- Environment Setup
- Example Usage: Extract Qwen2-VL-2B Embeddings with VLM-Lens
- Layers of Interest in a VLM
- Feature Extraction using HuggingFace Datasets
- Output Database
- Demo: Principal Component Analysis over Primitive Concept
- Contributing to VLM-Lens
- Miscellaneous
We recommend using a virtual environment to manage your dependencies. You can create one using the following command to create a virtual environment under
virtualenv --no-download "venv/vlm-lens-base" --prompt "vlm-lens-base" # Or "python3.10 -m venv venv/vlm-lens-base"
source venv/vlm-lens-base/bin/activateThen, install the required dependencies:
pip install --upgrade pip
pip install -r envs/base/requirements.txtThere are some models that require different dependencies, and we recommend creating a separate virtual environment for each of them to avoid conflicts.
For such models, we have offered a separate requirements.txt file under envs/<model_name>/requirements.txt, which can be installed in the same way as above.

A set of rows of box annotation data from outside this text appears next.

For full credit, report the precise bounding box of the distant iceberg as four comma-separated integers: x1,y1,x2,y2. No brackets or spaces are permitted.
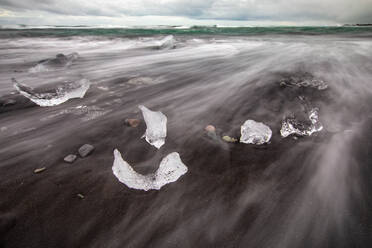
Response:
112,149,188,191
240,120,272,145
29,53,79,73
280,108,323,138
12,78,90,107
138,105,167,149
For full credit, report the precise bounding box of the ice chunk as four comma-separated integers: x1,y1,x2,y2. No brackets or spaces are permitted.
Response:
280,73,328,90
280,108,323,138
138,105,167,149
12,78,90,107
240,120,272,145
29,53,79,73
158,35,176,49
112,149,187,191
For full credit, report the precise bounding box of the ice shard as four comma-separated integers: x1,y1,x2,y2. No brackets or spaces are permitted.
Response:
280,73,328,90
12,78,90,107
29,53,79,73
158,35,176,49
138,105,167,149
240,120,272,145
112,149,187,191
280,108,323,138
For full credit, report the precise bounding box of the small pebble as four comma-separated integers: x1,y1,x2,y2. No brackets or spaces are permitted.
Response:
63,154,77,163
125,119,141,127
34,167,46,174
78,144,94,158
222,135,238,143
204,125,216,133
3,99,17,107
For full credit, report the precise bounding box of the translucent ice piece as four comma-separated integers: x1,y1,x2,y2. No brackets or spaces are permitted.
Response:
158,35,176,49
112,149,187,191
280,108,323,138
12,78,90,107
280,74,328,90
240,120,272,145
29,53,79,73
138,105,167,149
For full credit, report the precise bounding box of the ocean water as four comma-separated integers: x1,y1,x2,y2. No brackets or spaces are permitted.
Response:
0,25,372,38
0,27,372,248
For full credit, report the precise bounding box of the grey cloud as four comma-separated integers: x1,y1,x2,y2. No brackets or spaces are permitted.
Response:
0,0,372,23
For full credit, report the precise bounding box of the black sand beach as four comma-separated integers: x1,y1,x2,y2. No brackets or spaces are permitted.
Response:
0,34,372,248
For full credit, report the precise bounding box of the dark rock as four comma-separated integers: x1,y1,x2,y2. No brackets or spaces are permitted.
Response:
34,167,46,174
125,119,141,127
79,144,94,158
3,99,17,107
0,214,16,234
63,154,77,163
204,125,216,133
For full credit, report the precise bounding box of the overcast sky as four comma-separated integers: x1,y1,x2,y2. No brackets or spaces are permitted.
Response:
0,0,372,26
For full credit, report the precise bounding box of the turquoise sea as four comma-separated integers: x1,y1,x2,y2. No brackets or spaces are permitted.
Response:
0,26,372,38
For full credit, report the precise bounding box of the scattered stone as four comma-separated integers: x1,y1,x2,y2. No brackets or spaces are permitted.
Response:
34,167,46,174
63,154,77,164
204,125,216,133
125,119,141,127
222,135,238,143
204,125,218,140
78,144,94,158
280,108,323,138
0,213,17,234
3,99,17,107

All the model-specific environments are independent of the base environment, and can be installed individually.
Notes:
- There may be local constraints (e.g., issues caused by cluster regulations) that cause failure of the above commands. In such cases, you are encouraged to modify it whenever fit. We welcome issues and pull requests to help us keep the dependencies up to date.

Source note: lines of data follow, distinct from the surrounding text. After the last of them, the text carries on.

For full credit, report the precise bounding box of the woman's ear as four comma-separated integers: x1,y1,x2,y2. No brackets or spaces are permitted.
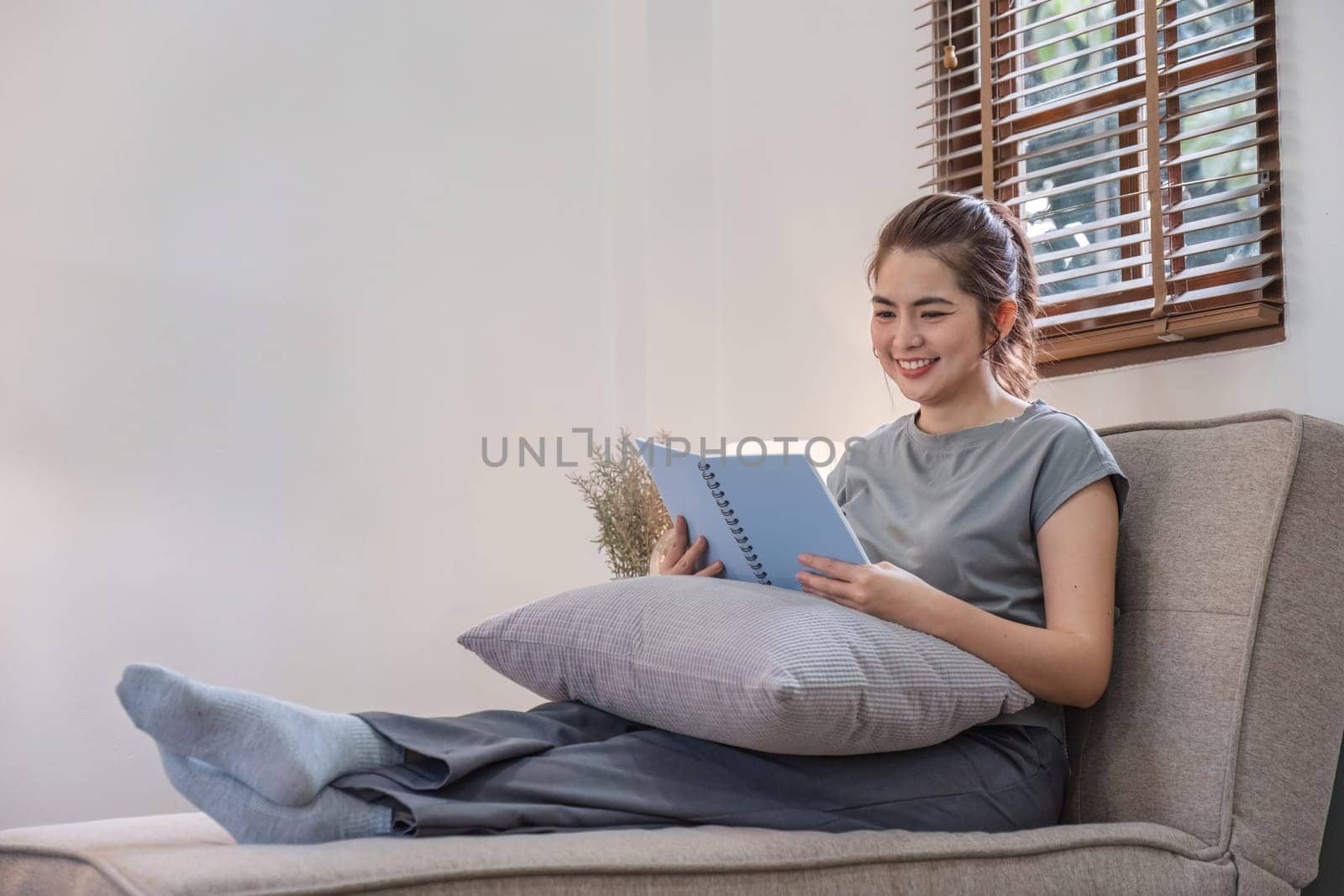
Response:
995,298,1017,338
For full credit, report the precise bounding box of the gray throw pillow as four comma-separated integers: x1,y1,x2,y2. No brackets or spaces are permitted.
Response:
457,575,1033,757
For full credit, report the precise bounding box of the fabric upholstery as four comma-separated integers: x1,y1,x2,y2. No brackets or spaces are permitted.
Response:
459,576,1033,755
0,814,1236,896
0,410,1344,896
1064,410,1344,888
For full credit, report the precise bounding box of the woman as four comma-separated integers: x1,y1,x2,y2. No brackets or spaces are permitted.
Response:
117,193,1127,842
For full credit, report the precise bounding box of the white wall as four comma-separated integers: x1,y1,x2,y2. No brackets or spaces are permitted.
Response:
0,0,616,827
0,0,1344,827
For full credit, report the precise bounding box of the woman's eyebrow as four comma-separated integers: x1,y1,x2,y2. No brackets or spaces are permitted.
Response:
872,296,957,307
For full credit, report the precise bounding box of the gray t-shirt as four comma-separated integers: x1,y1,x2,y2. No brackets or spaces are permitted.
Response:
827,399,1129,757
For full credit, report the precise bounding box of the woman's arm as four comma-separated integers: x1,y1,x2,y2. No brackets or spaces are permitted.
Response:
919,478,1120,708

- Some models, due to the resources available at the development time, may not be fully supported on modern GPUs. While our released environments are tested on L40s GPUs, we recommend following the error messages to adjust the environment setups for your specific hardware.
The general command to run the quick command-line demo is:
python -m src.main \
--config <config-file-path> \
--debugwith an optional debug flag to see more detailed outputs.

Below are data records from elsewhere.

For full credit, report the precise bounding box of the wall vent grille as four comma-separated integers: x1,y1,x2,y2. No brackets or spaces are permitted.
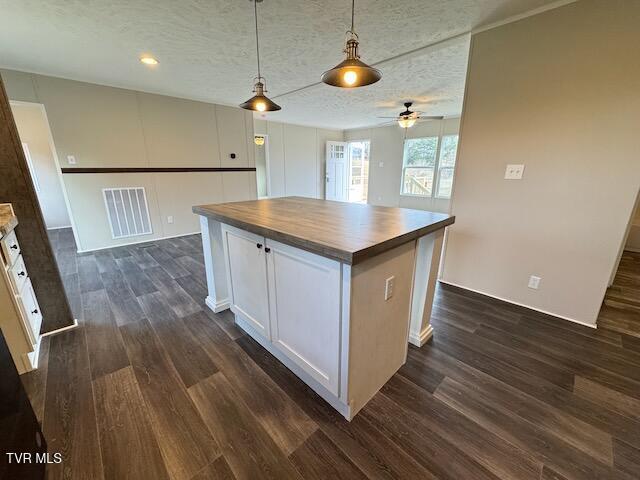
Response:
102,187,153,239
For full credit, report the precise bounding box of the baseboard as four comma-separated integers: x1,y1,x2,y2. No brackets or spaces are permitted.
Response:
204,295,231,313
47,225,72,230
438,279,598,329
40,318,78,337
409,325,433,347
78,230,200,253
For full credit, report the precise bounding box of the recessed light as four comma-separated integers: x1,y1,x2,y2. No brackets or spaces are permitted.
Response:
140,55,159,65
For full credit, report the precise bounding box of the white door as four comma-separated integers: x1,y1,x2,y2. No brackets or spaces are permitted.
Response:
325,142,349,202
267,239,340,395
222,225,271,338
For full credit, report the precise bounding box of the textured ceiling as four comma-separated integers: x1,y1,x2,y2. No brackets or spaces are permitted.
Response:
0,0,552,128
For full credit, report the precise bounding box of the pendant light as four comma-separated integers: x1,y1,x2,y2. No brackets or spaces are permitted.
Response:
322,0,382,88
240,0,281,112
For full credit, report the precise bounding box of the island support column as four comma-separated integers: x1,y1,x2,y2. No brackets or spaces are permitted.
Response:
409,228,444,347
200,215,231,313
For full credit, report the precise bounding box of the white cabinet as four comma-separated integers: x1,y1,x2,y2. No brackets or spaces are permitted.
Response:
0,204,42,374
266,239,340,395
17,278,42,345
222,225,271,338
222,225,341,396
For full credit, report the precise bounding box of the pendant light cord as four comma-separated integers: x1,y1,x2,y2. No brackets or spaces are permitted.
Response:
253,0,262,81
351,0,356,33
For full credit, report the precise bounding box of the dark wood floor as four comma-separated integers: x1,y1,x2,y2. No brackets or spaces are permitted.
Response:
598,250,640,339
18,231,640,480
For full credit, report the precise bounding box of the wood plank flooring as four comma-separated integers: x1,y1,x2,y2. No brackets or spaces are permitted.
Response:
18,230,640,480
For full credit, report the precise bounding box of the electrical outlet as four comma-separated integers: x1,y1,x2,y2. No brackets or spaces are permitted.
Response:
384,277,396,300
527,275,542,290
504,165,524,180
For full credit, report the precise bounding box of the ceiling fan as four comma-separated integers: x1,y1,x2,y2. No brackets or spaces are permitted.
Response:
378,102,444,128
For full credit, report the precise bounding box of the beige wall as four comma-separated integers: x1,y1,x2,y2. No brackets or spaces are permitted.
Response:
1,71,256,250
11,102,71,228
443,0,640,325
254,119,344,198
345,118,460,212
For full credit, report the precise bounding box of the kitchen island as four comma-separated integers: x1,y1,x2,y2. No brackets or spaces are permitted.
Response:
193,197,454,420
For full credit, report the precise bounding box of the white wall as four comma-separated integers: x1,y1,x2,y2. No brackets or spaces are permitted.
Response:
1,71,257,250
11,103,71,228
254,119,344,198
443,0,640,325
345,118,460,212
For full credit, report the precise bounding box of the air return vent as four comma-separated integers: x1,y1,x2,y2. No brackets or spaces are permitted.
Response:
102,187,153,239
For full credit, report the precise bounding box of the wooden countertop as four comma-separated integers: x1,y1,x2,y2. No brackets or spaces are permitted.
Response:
193,197,455,264
0,203,18,238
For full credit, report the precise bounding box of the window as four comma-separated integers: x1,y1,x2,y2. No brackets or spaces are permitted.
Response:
402,137,438,197
400,135,458,198
348,141,369,203
436,135,458,198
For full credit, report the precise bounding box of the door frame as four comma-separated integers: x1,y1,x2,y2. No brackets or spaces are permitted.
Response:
9,100,82,252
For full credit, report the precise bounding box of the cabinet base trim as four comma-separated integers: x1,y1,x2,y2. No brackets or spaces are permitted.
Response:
204,296,231,313
235,315,355,421
40,318,78,337
409,325,433,347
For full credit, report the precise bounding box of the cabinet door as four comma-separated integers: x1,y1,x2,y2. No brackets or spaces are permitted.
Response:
267,239,341,395
16,278,42,345
222,225,270,338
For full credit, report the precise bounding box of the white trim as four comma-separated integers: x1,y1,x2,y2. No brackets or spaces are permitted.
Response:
235,316,355,421
409,323,433,347
40,318,79,338
77,230,201,253
204,295,231,313
469,0,578,35
439,279,598,329
47,225,72,230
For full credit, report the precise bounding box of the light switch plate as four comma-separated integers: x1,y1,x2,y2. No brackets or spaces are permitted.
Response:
384,277,396,300
504,164,524,180
527,275,541,290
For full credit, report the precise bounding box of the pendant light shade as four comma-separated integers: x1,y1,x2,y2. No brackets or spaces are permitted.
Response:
240,78,282,112
321,0,382,88
240,0,281,112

Note that the config file should be in yaml format, and that any arguments you want to send to the huggingface API should be under the model key.
See configs/models/qwen/qwen-2b.yaml as an example.
The file configs/models/qwen/qwen-2b.yaml contains the configuration for running the Qwen2-VL-2B model.
architecture: qwen # Architecture of the model, see more options in src/models/configs.py
model_path: Qwen/Qwen2-VL-2B-Instruct # HuggingFace model path
model: # Model configuration, i.e., arguments to pass to the model
- torch_dtype: auto
output_db: output/qwen.db # Output database file to store embeddings
input_dir: ./data/ # Directory containing images to process
prompt: "Describe the color in this image in one word." # Textual prompt
pooling_method: None # Pooling method to use for aggregating token embeddings over tokens (options: None, mean, max)
modules: # List of modules to extract embeddings from
- lm_head
- visual.blocks.31To run the extraction on available GPU, use the following command:
python -m src.main --config configs/models/qwen/qwen-2b.yaml --debugIf there is no GPU available, you can run it on CPU with:
python -m src.main --config configs/models/qwen/qwen-2b.yaml --device cpu --debugUnfortunately there is no way to find which layers to potentially match to without loading the model. This can take quite a bit of system time figuring out.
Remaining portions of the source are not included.